Para forzar la cobranza impositiva disponían de aguaciles privados pero ante la resistencia popular pronto necesitaron una ley penal tributaria más dura, que incluía el apoyo de la gendarmería real y el ajusticiamiento del hijo mayor para declarar mostrencas las parcelas de campo de los contribuyentes rebeldes. Así las mejores tierras de Francia fueron arrebatadas a los campesinos y entregadas a la nobleza que contaba con el favor real, estableciéndose un contubernio entre el Estado y los recaudadores privados de impuestos para repartirse el patrimonio del pueblo. Se produjeron hechos horrendos como los ocurridos con los aldeanos del Borbonesado que se rebelaron contra estos impuestos. Colbert entonces ordenó prender a los 400 contribuyentes más vigorosos y calificándolos de "malhechores" los condenó de por vida a trabajos forzados en galeras. En cambio los que tenían salud precaria y no podían pagar impuestos eran apaleados, ahorcados y quemados sus graneros.

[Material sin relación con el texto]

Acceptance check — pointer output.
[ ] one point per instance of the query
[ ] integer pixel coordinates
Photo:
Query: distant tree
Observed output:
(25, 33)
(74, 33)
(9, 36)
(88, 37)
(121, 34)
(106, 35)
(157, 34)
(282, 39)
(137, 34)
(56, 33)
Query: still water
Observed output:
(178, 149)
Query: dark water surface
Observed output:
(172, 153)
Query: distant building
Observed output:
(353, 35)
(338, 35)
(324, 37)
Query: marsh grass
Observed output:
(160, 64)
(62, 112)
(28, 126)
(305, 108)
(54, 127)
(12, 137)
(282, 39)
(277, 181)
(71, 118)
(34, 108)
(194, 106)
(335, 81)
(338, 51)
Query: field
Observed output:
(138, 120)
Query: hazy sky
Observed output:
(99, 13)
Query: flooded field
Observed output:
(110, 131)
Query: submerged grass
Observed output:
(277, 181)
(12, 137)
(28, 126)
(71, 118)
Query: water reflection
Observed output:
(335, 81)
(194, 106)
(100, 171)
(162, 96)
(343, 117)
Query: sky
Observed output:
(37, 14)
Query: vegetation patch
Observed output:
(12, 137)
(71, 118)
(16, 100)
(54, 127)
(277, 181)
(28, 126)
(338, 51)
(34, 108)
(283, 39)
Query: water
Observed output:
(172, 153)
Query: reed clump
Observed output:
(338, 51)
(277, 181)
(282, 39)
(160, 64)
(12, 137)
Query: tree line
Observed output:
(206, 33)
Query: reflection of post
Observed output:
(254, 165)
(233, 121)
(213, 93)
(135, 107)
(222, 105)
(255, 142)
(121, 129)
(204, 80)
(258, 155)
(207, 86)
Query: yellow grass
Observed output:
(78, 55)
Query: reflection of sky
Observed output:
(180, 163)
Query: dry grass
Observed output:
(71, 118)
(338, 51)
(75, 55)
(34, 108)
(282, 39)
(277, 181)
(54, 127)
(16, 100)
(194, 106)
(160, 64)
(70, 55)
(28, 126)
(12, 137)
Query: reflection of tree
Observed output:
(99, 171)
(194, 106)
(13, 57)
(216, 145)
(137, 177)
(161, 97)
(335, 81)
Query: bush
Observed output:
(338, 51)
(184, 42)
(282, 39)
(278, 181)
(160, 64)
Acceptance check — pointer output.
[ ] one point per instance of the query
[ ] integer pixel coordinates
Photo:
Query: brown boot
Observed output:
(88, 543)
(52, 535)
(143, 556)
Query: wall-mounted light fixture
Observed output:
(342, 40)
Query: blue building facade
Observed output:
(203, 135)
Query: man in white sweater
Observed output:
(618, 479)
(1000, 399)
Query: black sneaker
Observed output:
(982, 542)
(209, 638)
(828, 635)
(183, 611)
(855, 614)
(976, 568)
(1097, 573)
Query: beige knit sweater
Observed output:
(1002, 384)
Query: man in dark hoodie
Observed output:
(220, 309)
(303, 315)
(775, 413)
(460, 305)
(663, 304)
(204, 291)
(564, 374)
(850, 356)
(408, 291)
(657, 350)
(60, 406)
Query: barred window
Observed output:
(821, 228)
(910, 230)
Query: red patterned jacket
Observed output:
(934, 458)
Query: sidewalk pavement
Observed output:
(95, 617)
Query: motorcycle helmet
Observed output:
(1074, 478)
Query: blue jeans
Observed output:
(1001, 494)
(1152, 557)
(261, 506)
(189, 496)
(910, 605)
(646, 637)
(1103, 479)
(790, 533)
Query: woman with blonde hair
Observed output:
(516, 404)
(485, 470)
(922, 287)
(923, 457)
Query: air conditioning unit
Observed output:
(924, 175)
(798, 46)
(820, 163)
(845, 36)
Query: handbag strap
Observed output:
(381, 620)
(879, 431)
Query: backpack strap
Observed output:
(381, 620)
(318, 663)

El modelo mercantilista se mantuvo hasta la Revolución francesa. El pueblo que aborrecía a los "fermiers" o "partisans", los llevó al cadalso y las cabezas de esos recaudadores privados de impuestos rodaron hasta el canasto colocado al pie de las guillotinas. Colbert murió en 1683 a los sesenta y cuatro años. Sus restos mortales fueron inhumados de noche con una escolta militar para evitar que se exteriorizara el odio popular hacia quien había creado una nueva Francia, abrumada de impuestos y donde el ciudadano era un mero contribuyente de la gran maquinaria estatal.